I have to echo Kotatsu. Not the expected rationale, nor the motives behind it. It really says something that this kind of grim necessity is needed to keep the colors of a rainbow together.

(Heck, I can’t help but think of Magic colors. They all have at least a little common ground... and at least a few issues with one another. Bringing together all five can unleash some of the most potent effects in the game, but you’ve got to get them together first. And depending on how you do it, that togetherness can be terribly easy to disrupt.)

Fascinating glimpse at one small part of what’s weighing down the crowns on the diarchs’ heavy-hanging heads.
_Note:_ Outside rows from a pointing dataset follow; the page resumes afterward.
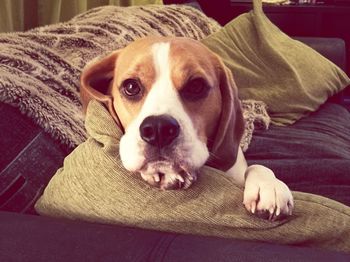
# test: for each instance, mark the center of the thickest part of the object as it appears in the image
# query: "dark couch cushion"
(29, 158)
(34, 238)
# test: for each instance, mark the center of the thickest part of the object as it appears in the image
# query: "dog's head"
(177, 104)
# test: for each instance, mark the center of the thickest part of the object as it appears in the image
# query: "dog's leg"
(264, 194)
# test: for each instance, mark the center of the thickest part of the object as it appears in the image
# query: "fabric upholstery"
(34, 238)
(290, 77)
(93, 186)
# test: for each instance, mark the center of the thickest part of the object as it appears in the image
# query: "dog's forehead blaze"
(190, 59)
(187, 59)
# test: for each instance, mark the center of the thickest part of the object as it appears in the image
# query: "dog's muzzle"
(159, 131)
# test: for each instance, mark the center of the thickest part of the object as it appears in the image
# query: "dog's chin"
(167, 175)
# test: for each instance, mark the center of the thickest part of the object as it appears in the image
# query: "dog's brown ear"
(95, 83)
(225, 143)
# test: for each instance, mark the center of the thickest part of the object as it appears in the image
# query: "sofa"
(317, 145)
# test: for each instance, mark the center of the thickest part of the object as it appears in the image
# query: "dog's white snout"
(160, 130)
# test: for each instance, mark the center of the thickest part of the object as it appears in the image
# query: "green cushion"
(290, 77)
(93, 186)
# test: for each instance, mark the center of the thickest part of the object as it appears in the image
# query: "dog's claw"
(253, 208)
(156, 178)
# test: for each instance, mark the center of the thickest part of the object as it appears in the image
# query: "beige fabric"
(20, 15)
(290, 77)
(41, 68)
(93, 186)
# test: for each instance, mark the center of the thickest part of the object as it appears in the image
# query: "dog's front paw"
(166, 176)
(265, 195)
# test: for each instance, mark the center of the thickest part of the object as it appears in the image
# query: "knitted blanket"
(40, 68)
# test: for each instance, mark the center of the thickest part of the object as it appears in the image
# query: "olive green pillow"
(93, 186)
(290, 77)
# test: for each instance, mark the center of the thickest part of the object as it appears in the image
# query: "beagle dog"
(178, 107)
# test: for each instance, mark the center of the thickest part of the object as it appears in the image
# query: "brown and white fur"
(178, 106)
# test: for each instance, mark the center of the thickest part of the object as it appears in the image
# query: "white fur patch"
(163, 99)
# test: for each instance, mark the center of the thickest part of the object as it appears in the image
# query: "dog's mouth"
(167, 175)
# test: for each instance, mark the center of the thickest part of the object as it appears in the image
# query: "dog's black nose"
(159, 130)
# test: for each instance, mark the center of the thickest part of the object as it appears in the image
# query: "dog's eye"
(195, 89)
(132, 89)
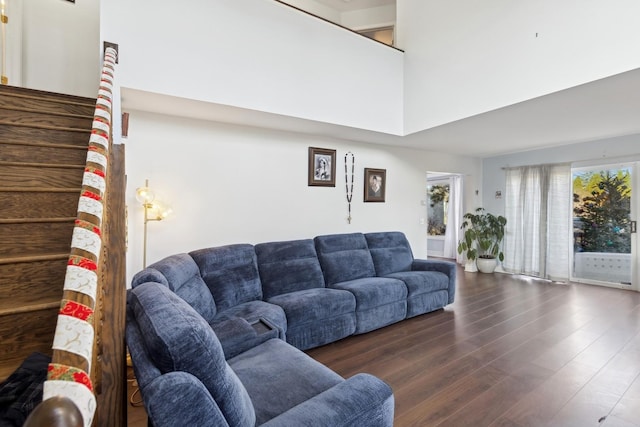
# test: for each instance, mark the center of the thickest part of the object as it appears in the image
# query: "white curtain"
(454, 218)
(538, 211)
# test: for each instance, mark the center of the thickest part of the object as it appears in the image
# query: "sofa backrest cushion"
(179, 339)
(390, 251)
(288, 266)
(181, 274)
(231, 273)
(344, 257)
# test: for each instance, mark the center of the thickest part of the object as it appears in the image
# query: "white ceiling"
(349, 5)
(605, 108)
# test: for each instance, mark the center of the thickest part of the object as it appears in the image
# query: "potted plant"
(483, 233)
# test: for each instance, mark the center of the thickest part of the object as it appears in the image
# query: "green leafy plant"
(483, 233)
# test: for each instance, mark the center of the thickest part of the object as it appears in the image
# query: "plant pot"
(486, 265)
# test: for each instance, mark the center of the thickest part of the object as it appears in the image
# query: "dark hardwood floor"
(510, 351)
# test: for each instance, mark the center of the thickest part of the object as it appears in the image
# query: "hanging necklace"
(349, 189)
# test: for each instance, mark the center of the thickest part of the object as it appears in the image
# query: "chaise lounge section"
(185, 380)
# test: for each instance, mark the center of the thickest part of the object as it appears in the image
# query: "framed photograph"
(375, 182)
(322, 167)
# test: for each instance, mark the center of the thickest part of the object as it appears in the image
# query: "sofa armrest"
(237, 335)
(362, 400)
(446, 267)
(180, 399)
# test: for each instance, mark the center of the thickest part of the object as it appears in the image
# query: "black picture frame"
(375, 184)
(322, 167)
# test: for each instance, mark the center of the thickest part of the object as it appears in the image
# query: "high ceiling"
(348, 5)
(602, 109)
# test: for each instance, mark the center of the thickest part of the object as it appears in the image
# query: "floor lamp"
(153, 211)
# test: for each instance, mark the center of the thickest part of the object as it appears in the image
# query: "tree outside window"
(438, 196)
(601, 207)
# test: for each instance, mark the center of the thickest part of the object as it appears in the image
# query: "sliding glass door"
(604, 221)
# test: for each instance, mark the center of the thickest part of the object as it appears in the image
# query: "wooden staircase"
(43, 149)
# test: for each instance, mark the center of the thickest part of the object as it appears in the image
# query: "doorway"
(604, 223)
(444, 207)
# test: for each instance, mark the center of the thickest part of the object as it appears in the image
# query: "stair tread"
(16, 307)
(41, 94)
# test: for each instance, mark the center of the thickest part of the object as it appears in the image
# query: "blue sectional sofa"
(216, 335)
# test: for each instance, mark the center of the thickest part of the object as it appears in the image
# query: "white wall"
(260, 55)
(317, 9)
(380, 16)
(233, 184)
(611, 150)
(467, 57)
(61, 49)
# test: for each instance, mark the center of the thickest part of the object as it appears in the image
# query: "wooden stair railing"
(88, 352)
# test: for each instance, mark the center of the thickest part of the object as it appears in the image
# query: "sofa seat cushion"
(278, 377)
(390, 251)
(179, 339)
(181, 274)
(372, 292)
(317, 316)
(344, 257)
(288, 266)
(422, 282)
(231, 273)
(252, 312)
(313, 305)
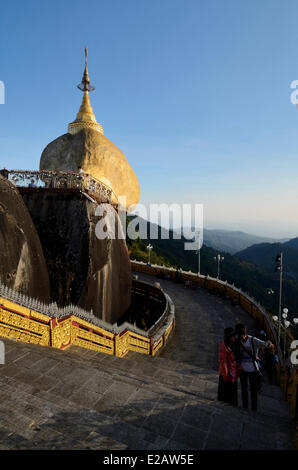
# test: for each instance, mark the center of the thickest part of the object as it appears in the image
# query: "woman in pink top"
(228, 369)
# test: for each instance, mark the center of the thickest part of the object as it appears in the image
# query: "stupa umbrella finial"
(85, 118)
(85, 83)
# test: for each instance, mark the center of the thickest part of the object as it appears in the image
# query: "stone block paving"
(81, 399)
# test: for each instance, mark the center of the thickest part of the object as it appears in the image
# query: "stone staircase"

And I have to keep wondering just what and why Harmony is in this setting...

I'm imagining a guilty Celestia arranging a vacation under the guise of a Mission and a combination of paranoia, trouble magnetism, and shenanigans comedically ruining it.

But at least that tropical resort doesn't have to worry about ghosts or crab swarms anymore.

The Bearers are not involved in well over 98% of what the government has going on at any given time, especially when you allow that number to include espionage. (It's anticipated that they would be slightly worse at that than they are at diplomacy)

reminds me of this scene:

someday i am going to stop being surprised by how heavy and thought provoking of an answer we get every time someone asks estee a verse question.

IMO, sometimes they get sent because they have abilities and resources nobody else does

5545569
I expect that's where the five M's come in.

One day they'll find out The Palace effectively made Spike a child soldier. That day will NOT be a nice day.

The problem with sending them into foxholes is that they learn to work together under stress. So when they need to work together away from a mission, they’ll artificially induce the stress. Which is not particularly healthy.

Luna and the regular poker night are probably a far better team bonding session. Even if the palace is bleeding its coffers ever so slowly to Fluttershy.

5545427

Worth noting:

* There are times when the situation genuinely warrants calling in the Rainbow Nuke. Similarly, sometimes a given talent will be needed to solve a problem, and the Bearers are the resource: this is most likely with Twilight and Fluttershy.

* It's also about getting them to work together. They're getting better at this. Early results were not encouraging.

* Celestia's set of Bearers existed in a very high-stress environment. Perceptions may be slightly colored.

5545689

Actually, I don't expect it'll be a angry response.

Guilt, on the other talon... Twilight is absolutely going to realize her part in that, and she will not take it well. Hopefully Shining's around to help Spike talk her down and put it in perspective.

Celestia got the idea from Emery.

This ‘verse just gets deeper and deeper. A very satisfying answer.

I'm glad you've read some Gil "The Arm" Hamilton stories. There's one where he has to find something on the moon and he reaches his psychic "arm" through a live video feed of the moon's surface and is able to feel miles and miles of it, that image is still within reach of his "arm"!

Shame that Niven turned into a racist monster though (anti-immigration of all things).

Oh, very interesting; thanks!

I could also see regular backup. Even with ye olden tymes, dispatching some scouts to find the giant monster that needs rainbow lasered seems reasonable.

Admittedly, mostly because I want to see Estee describe the reactions to MREs.

oh, i just remembered the episode "the end in friend", where Rarity and Rainbow Dash had apparently ended their friendship, so Twilight put them into a fake mission where they had to work together!

Makes a lot of sense. Bonding through adversity. The more difficult the struggle the tighter the bond, especially if combat is involved. So I've heard.